Sesta puntata 28/03/2004

Torna il ciclismo ma stranamente si parla di presciutto, vino e marmellata.

 

Però che come sulla cerchia tonda

Monteriggion di torri si corona,

così fra i vasi di perduta fronda

del bar La Cerchia, come il verso sona,

torreggiavan ciclisti sponda a sponda,

dagli atti fieri e di viril persona.

Coglievan di fatica il giusto frutto

sbranando pani pieni di presciutto.

 

Il sole che ignudava Caparrini

tepeva lieve sulle esposte pance

rilucendo nei calici dei vini,

rossi brillanti come quelle guance

dei cavalier oziosi ai tavolini,

incuranti di lonze e di bilance.

Questa di tanta lena è la sentenza:

tra Pagni e gli altri non v’è differenza;

 

tutti a domare quelle onuste fette

che non entravano nemmen in bocca

tanto tagliate parver colle accette.

Guardate a cosa assistere ci tocca

invece che cantar le biciclette

venute a conquistar l’ardita rocca!

Pur la Bertel, che di sospiri campa,

su una pagnotta trenta denti stampa.

 

Anzi, costei non paga di sue pecche

volle traviar colui ch’è ancor asceta,

col pan ripieno di cotai bistecche.

“Chiarugi,” disse “cessa di far dieta

ed offri tosto alle tue membra secche

questo presciutto  che dimolto asseta.

Nol vuoi?
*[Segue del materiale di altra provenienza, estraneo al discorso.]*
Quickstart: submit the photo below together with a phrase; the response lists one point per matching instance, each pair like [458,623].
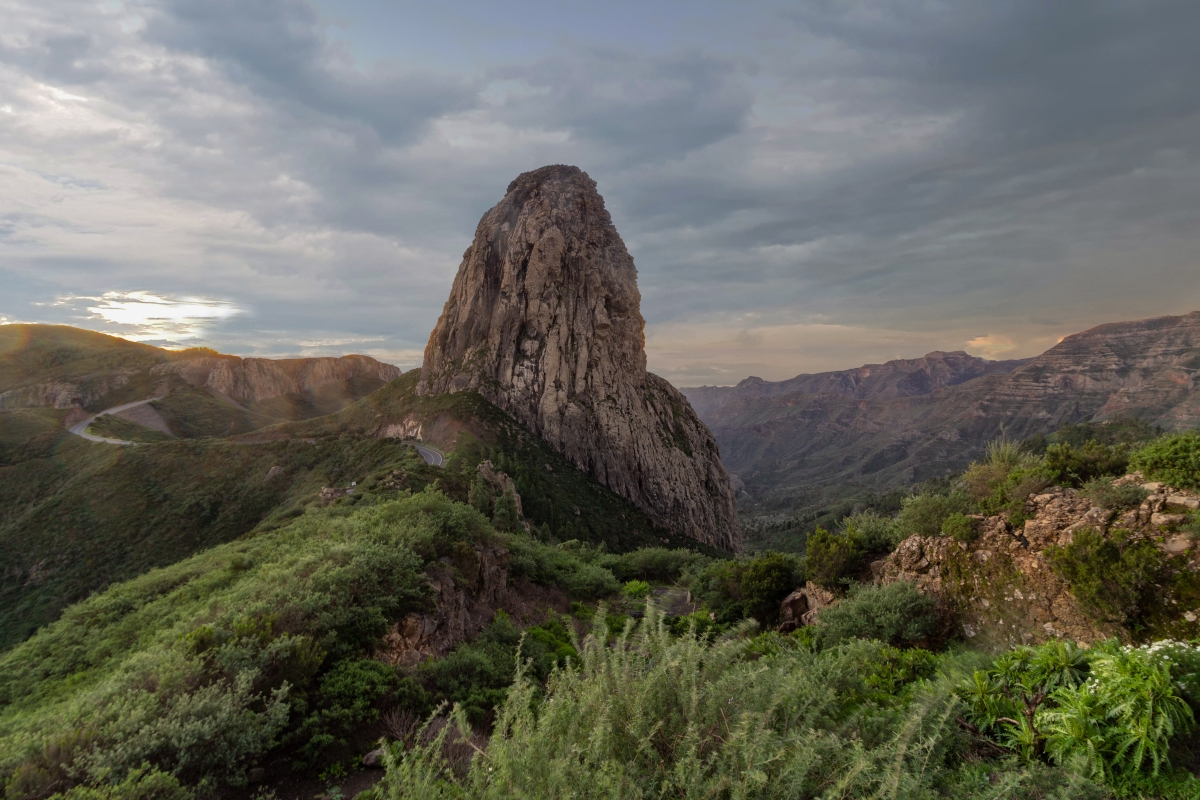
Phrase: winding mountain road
[81,428]
[430,455]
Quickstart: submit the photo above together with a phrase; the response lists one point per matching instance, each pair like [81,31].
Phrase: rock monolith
[545,322]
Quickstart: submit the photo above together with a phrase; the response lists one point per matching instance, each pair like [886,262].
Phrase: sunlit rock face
[544,320]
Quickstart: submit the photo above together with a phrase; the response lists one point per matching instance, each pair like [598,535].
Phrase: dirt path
[81,428]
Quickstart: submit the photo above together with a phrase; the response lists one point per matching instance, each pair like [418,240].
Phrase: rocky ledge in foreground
[1003,589]
[545,322]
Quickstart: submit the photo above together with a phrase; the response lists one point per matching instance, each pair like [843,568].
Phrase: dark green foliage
[1173,459]
[636,589]
[873,533]
[960,528]
[829,558]
[649,714]
[143,783]
[555,493]
[480,495]
[657,564]
[201,667]
[478,674]
[1127,431]
[559,566]
[1071,465]
[1111,713]
[349,695]
[1113,577]
[505,515]
[1115,498]
[749,587]
[924,513]
[85,515]
[894,613]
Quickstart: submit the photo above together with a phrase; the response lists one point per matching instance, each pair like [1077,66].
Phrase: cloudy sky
[804,186]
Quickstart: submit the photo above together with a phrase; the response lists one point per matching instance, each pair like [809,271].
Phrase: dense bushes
[923,515]
[893,613]
[1113,577]
[203,667]
[1113,713]
[654,715]
[1173,459]
[1105,494]
[749,587]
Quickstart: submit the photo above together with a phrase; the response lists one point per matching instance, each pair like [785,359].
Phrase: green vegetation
[831,558]
[960,528]
[256,647]
[658,715]
[895,614]
[78,516]
[1115,714]
[1173,459]
[115,427]
[1113,577]
[1115,498]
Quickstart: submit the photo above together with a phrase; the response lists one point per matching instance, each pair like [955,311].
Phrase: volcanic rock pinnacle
[545,322]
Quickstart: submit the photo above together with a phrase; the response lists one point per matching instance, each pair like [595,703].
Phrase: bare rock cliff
[545,322]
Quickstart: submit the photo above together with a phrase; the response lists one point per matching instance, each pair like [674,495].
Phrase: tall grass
[654,715]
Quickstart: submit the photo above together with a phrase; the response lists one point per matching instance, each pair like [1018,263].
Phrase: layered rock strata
[545,322]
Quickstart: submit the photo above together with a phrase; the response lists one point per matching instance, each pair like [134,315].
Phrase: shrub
[1113,578]
[960,528]
[873,533]
[749,587]
[829,558]
[1103,493]
[922,515]
[895,614]
[636,589]
[1173,459]
[1067,465]
[653,564]
[551,565]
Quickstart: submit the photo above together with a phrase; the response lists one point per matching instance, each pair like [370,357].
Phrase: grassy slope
[563,498]
[77,516]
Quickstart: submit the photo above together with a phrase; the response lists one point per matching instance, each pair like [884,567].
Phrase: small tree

Lo cedi a Giunti? Non m’adonto,

però come mangiante paghi il conto.”

 

Il pio Chiarugi, in tentazion indotto,

guatava fra il rumor delle mascelle

quei sette in viso senza fare motto.

Sentiva che il suo stomaco ribelle

non avrebbe giammai il digiuno rotto,

figuriamoci poi proprio con quelle

fette suine che non fian digeste

pria delle prossime pasquali feste.

 

Però per una volta disse: “O membra

secche temprate da un’antica inopia,

oggi per volontà suprema sembra

che si debba di Pagni essere copia.

Pure se fame ancor non si rimembra

cediamo ai frutti d’esta cornucopia:

orsù compagni, sì, pur io m’ingozzo,

di pane datemi impudico tozzo.”

 

Allor Boldrin, transgenico ragazzo,

pietoso si mostrò verso quell’alma.

Di tasca estrasse un assai strano razzo,

sul pan puntò l’ogiva e disse: “Spalma!

Di mora è questo un delizioso guazzo,

così tu mangi e la Bertel si calma.”

Quel che si vide poi fu proprio un morso

dopo un lustro d’ascesi ormai trascorso.

 

Chissà se fu di più la meraviglia

o quel gotto di vin che a Giunti diede

la punta del nason calda e vermiglia.

Pur Caparrini, quando n’ebbe fede,

i peli raddrizzò e le sopracciglia,

come colui che gran prodigio vede,

o forse furono reazioni crude

al fresco ombroso di sue membra ignude.

 

Fu meraviglia o vin che diede sangue

a Nucci che giaceva un poco mesto

al sol silente come l’uom che langue?

In Ziodipucci florido e rubesto

specchiava il suo visin egro ed esangue

desideroso di tornar in sesto,

mentre Zio, dopo pan, presciutto e chianti,

mordeva cioccolata in man coi guanti.

 

A questo punto ci si chieda pure

se d’esto giro di Monteriggioni

son tutte mangerecce l’avventure.

Sì. Ci son tante e valide ragioni

per tacere dell’esperienze dure

vissute in bici fuori dai torrioni:

la mediofondo stia dentro il nartece

e il resto in bici merita una prece.

 

Emblema sia dell’onta e dello smacco,

del pingue Elle Bagnol la lunga fuga

sospesa a Castellina per distacco.

Staccati Achilli dalla tartaruga:

questo di cronaca riman nel sacco

e pezzola non val che il pianto asciuga.

D’altri commenti non si trova il fiato,

pianger non vale sul Bagnol fugato.

 

Tacciamo pure del ritorno a casa.

Di colli e dossi ch’erano in programma

s’e fatta per pietà tabula rasa.

Ma non bisogna affatto farne un dramma,

la mediofondo in fondo è stata evasa

con un sollecito ritorno a fiamma.

Duro e selvatico più delle rape,

Boldrin alfin fuggito è dietro un’Ape.

 

Onore in fondo a questa mediofondo

portata in fondo da tanti di voi

che alle riserve avete dato fondo,

raschiando il fondo ben dei serbatoi,

senza lasciar nei vetri di vin fondo,

pasciuti e lesti come in fondo buoi.

Mediofondo è parol composta e varia,

a fondo è andata sol la media oraria.